Why does all of this have to hurt so much. Five minutes to delete everything from my life.

That is all it took.

Five minutes to delete a couple of digital photographs that no one ever saw. The only evidence that may have proved that something had happened.

Was it a dream? Dreams have happy endings.

No, this was more like a nightmare. A place where I did not exist. Where I was not as important as anything else in the world.

My significant other was my world and I was not even on a list of priorities. I existed only when and if I was wanted, like a toy which could be discarded at any moment.

This is not the first time, although it may be the first time I gave away all my love. The question is rather why do I let this continue? Why do I try and justify being treated with such disregard? Do I really think that little of myself that I would stay and be treated like a ghost?

No. I do not. I walked away.

I may have left my heart behind but I walked away.

And there is not even a photograph of us to prove that it wasn’t a dream.

Burnt Bridges

If there is one thing I am good at, is burning bridges. 

Once a relationship has run its course, turned sour or toxic or is no longer fitting as snugly as it used to, it has to go. Harsh, yes, but I have always been a bit of a lazy friend. I wouldn’t say I am a bad person, but I would not say I am the easiest person in the world to have any form of relationship with.

So when the time comes, I wave goodbye and walk away.

Usually messily.

So, yes, I am very good at burning bridges

Although I am now starting to think that sometimes when you burn a bridge the foundation is left. You have to clear all the rubble, and probably patch up a couple of things, but no one said that a fire destroys the foundation of something. 

So maybe, and just maybe, when you burn an elaborate expensive bridge, One filled with memories, character, trust and love, there is a solid foundation waiting underneath all that rubble.

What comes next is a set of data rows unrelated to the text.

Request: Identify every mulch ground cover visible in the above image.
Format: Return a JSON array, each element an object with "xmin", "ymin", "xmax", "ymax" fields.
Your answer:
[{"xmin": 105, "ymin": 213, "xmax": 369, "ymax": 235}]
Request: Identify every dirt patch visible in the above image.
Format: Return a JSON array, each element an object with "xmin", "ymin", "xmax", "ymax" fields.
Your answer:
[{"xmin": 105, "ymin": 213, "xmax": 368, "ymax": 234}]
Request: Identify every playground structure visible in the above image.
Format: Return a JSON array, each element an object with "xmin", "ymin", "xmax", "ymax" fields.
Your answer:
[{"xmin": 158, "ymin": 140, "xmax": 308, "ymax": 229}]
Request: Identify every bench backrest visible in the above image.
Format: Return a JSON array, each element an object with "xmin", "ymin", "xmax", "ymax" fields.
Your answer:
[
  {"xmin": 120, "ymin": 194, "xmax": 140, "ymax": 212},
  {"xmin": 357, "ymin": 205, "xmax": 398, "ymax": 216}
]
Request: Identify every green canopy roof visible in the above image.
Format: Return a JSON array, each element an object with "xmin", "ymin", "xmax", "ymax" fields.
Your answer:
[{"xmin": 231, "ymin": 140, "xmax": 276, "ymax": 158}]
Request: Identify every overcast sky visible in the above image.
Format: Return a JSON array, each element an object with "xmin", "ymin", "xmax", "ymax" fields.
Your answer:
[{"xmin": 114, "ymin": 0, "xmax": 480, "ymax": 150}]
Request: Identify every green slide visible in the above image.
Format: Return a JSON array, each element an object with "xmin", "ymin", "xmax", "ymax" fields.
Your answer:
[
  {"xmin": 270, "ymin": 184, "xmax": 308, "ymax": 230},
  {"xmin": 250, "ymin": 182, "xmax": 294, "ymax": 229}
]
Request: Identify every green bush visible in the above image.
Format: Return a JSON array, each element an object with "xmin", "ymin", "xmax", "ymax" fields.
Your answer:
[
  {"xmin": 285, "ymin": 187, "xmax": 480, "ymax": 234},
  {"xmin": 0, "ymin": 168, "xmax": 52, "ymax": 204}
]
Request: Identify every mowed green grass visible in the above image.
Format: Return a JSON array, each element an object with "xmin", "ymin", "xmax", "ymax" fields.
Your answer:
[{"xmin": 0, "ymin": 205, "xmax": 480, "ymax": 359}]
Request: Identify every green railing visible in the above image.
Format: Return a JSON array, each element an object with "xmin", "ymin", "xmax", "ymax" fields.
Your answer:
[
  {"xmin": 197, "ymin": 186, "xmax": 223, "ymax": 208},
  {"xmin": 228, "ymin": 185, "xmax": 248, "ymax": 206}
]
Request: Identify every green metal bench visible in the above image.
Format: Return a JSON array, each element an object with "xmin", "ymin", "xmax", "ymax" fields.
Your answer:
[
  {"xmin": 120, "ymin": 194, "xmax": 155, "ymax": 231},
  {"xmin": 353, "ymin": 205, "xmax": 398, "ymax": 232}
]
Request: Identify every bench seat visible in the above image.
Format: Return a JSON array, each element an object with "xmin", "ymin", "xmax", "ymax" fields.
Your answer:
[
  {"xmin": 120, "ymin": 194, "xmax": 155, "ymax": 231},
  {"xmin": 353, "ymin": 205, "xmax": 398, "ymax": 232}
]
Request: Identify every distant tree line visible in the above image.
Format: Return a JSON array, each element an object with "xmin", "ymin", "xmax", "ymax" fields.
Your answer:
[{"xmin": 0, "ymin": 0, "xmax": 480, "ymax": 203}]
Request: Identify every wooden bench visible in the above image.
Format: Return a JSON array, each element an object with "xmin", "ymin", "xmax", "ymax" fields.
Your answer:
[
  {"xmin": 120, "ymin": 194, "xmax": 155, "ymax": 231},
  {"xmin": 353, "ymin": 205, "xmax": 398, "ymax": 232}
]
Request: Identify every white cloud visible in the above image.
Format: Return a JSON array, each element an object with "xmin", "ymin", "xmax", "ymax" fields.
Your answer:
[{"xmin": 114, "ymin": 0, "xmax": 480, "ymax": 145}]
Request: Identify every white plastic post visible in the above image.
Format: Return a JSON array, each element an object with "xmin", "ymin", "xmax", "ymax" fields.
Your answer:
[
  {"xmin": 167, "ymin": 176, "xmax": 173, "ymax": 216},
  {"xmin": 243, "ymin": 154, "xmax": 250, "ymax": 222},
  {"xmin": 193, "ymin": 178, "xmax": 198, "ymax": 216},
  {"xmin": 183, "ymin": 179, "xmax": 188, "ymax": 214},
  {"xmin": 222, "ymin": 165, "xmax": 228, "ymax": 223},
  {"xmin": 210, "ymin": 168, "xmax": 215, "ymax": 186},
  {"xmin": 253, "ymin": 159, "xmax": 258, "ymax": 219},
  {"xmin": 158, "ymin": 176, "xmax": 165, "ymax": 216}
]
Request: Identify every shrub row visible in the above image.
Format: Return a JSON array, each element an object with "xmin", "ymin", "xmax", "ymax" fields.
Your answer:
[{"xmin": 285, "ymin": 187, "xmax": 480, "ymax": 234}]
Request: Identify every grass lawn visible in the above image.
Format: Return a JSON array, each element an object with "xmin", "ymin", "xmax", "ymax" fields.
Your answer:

I am sure in some cases the foundation will never hold such an elaborately decorated bridge as it once did, but perhaps it can hold a stable decent bridge. Or even a bit of a misshapen slightly wonky but full of character bridge. Whatever it is, it is still salvageable due to the foundation.

However, there are those rare times. Times when the foundation of the bridge was so well built on mutual respect and love that a bigger, better bridge can be built. A bridge that will last a lifetime.

I am not saying it is easy to sift through the rubble of burnt bridges. I am also not saying that all bridges that were burnt should be rebuilt. 

What I am trying to get at, is that if both sides are willing to put in the effort, the forgiveness, sometimes what you find under the rubble will surprise you.